Go to the 'visualization' folder to see the Final Report, visualization implementations, and our poster.
Below is our initial project proposal, a list of the datasets we looked at and used, transformations performed on our datasets, and constraint satisfaction + statistical analysis implementations - all written in python.
For our project, we will be looking at Crime Incident Reports, as released by the City of Boston, and linking them to various other datasets to see if we can determine how safe areas might be based on the businesses, public services, etc. that encompass these areas. This may be used by anyone to estimate how safe they may be wherever they are, provided they are near one of the variables we analyze. In particular, we will be looking at the following datasets: Crime Incident Reports (made between August 2015 to now); businesses that have a liquor license; and the locations of all Boston Police District Stations.
Below are the following techniques we have implemented in order to further address our problem for Project 2:
Our implementation of constraint satisfaction takes a select number of offenses (from the crime incident reports dataset) and counts how many have been reported within 100 meters of all the liquor stores from the liquor license dataset. We will also analyze how frequent these offenses occur during the weekdays (ie. Monday, Tuesday, Wednesday, and Thursday) compared to during the weekends (Friday, Saturday, and Sunday) - with Friday being grouped into the weekend because people typically have no obligations the next day so they are more free. This will ultimately help give us an idea of what crimes are most frequent around liquor stores (more will be added and analyzed later) and if it's more dangerous around liquor stores during the weekday or during the weekend. It is essential to note that we picked crime categories that are specifically and directly malicious to civilians such as "Sex Offender Registration" and "Harrassment" and "Homocide".
A statistical analysis we thought about doing is seeing whether the time of day might have an influence on when a crime is committed. We began by counting the number of crimes (from the crime incident reports dataset) that occurred at every hour of the day. For reference, we recorded the hours in military time (ie. from our hour range 0-23: 0 represents 12 AM, 12 represents 12 PM, 17 represents 5 PM, etc).

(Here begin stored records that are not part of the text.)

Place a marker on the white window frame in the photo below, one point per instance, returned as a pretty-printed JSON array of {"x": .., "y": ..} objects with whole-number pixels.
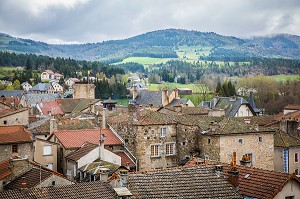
[
  {"x": 163, "y": 132},
  {"x": 241, "y": 139},
  {"x": 47, "y": 150},
  {"x": 168, "y": 150},
  {"x": 156, "y": 149}
]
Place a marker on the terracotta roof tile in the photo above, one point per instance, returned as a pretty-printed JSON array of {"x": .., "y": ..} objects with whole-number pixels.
[
  {"x": 254, "y": 182},
  {"x": 14, "y": 134},
  {"x": 194, "y": 182},
  {"x": 75, "y": 138},
  {"x": 82, "y": 151},
  {"x": 125, "y": 159},
  {"x": 52, "y": 107},
  {"x": 4, "y": 169},
  {"x": 88, "y": 190}
]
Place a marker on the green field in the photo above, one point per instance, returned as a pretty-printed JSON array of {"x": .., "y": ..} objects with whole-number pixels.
[{"x": 7, "y": 71}]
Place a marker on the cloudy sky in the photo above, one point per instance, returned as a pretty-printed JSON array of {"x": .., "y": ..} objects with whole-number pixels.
[{"x": 82, "y": 21}]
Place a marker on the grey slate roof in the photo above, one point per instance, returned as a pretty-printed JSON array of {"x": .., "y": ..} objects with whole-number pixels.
[
  {"x": 194, "y": 182},
  {"x": 92, "y": 190},
  {"x": 34, "y": 98},
  {"x": 146, "y": 97},
  {"x": 13, "y": 93},
  {"x": 43, "y": 87}
]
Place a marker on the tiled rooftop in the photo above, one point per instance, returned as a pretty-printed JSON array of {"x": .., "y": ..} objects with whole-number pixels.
[
  {"x": 194, "y": 182},
  {"x": 254, "y": 182},
  {"x": 4, "y": 169},
  {"x": 75, "y": 138},
  {"x": 82, "y": 151},
  {"x": 283, "y": 139},
  {"x": 14, "y": 134},
  {"x": 88, "y": 190}
]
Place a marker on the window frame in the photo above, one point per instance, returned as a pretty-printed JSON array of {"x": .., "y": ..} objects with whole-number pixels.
[
  {"x": 173, "y": 148},
  {"x": 14, "y": 148},
  {"x": 156, "y": 150}
]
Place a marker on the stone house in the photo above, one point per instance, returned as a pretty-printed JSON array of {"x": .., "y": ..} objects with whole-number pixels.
[
  {"x": 15, "y": 141},
  {"x": 233, "y": 106},
  {"x": 26, "y": 86},
  {"x": 252, "y": 182},
  {"x": 45, "y": 153},
  {"x": 10, "y": 117},
  {"x": 84, "y": 90},
  {"x": 159, "y": 140}
]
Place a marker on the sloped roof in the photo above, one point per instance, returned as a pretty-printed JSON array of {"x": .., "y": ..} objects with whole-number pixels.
[
  {"x": 12, "y": 93},
  {"x": 41, "y": 87},
  {"x": 146, "y": 97},
  {"x": 125, "y": 159},
  {"x": 254, "y": 182},
  {"x": 4, "y": 169},
  {"x": 194, "y": 182},
  {"x": 52, "y": 107},
  {"x": 76, "y": 138},
  {"x": 32, "y": 178},
  {"x": 283, "y": 139},
  {"x": 34, "y": 98},
  {"x": 14, "y": 134},
  {"x": 82, "y": 151}
]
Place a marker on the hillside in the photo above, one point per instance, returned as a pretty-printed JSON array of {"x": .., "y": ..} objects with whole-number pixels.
[{"x": 164, "y": 44}]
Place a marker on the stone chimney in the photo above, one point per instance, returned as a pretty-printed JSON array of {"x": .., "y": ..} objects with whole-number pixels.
[
  {"x": 104, "y": 174},
  {"x": 23, "y": 184},
  {"x": 53, "y": 125},
  {"x": 233, "y": 173},
  {"x": 134, "y": 92},
  {"x": 165, "y": 97},
  {"x": 104, "y": 113}
]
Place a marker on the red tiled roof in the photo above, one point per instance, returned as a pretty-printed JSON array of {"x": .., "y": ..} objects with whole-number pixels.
[
  {"x": 75, "y": 138},
  {"x": 13, "y": 134},
  {"x": 52, "y": 107},
  {"x": 254, "y": 182},
  {"x": 125, "y": 159},
  {"x": 4, "y": 169}
]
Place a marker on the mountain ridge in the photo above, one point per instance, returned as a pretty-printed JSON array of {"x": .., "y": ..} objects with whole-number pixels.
[{"x": 162, "y": 43}]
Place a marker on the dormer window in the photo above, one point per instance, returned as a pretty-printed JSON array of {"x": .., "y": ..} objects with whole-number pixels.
[{"x": 163, "y": 132}]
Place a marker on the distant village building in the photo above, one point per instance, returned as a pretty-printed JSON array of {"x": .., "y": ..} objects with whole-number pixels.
[{"x": 84, "y": 90}]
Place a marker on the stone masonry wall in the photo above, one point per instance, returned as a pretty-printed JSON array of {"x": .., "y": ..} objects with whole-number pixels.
[{"x": 149, "y": 135}]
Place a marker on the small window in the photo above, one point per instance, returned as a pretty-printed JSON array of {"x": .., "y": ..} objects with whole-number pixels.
[
  {"x": 155, "y": 150},
  {"x": 240, "y": 140},
  {"x": 296, "y": 157},
  {"x": 15, "y": 148},
  {"x": 163, "y": 132},
  {"x": 47, "y": 150},
  {"x": 170, "y": 149}
]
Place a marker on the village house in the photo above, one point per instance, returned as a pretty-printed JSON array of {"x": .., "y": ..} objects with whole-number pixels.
[
  {"x": 233, "y": 106},
  {"x": 10, "y": 117},
  {"x": 85, "y": 90},
  {"x": 252, "y": 182},
  {"x": 26, "y": 86},
  {"x": 15, "y": 141}
]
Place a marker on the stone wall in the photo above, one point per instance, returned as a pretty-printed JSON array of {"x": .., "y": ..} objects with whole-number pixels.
[
  {"x": 262, "y": 152},
  {"x": 150, "y": 135},
  {"x": 20, "y": 118},
  {"x": 24, "y": 150}
]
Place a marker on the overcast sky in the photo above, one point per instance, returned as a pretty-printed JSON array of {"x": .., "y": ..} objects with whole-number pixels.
[{"x": 82, "y": 21}]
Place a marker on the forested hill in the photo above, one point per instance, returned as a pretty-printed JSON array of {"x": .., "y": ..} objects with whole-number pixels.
[{"x": 164, "y": 44}]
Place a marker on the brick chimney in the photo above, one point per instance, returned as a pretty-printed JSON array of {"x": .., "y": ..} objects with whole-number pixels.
[
  {"x": 233, "y": 173},
  {"x": 134, "y": 92},
  {"x": 23, "y": 184},
  {"x": 165, "y": 97}
]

After compiling the results into two vectors (with the hours in one and each hours' corresponding crime counts in the other), we proceeded to calculate their correlation coefficient in order to determine how strong of a correlation the two variables have.
#Datasets Being Looked At 1. MBTA T Stop Locations
JSON file containing every MBTA T stop with their station names, coordinates (longitude + latitude), URL to their MBTA information pages, which line they belong to, and addresses. Data taken from http://erikdemaine.org/maps/mbta/, and stored on datamechanics.io for retrieval.
URL : http://datamechanics.io/data/cyung20_kwleung/mbta-t-stops.json
2. Crime Incident Reports (August 2015 - Date)
Dataset of Crime Incident Reports.
URL : https://data.cityofboston.gov/Public-Safety/Crime-Incident-Reports-August-2015-To-Date-Source-/fqn4-4qap
API Endpoint: https://data.cityofboston.gov/resource/29yf-ye7n.json
3. Liquor Licenses
This will be used to see if crimes were more likely to occur near businesses that hold liquor licenses.
API Endpoint: https://data.cityofboston.gov/resource/g9d9-7sj6.json
4. Streetlight Locations
This will be used to see if the number of streetlights in an area has an effect on the number of crimes in said area.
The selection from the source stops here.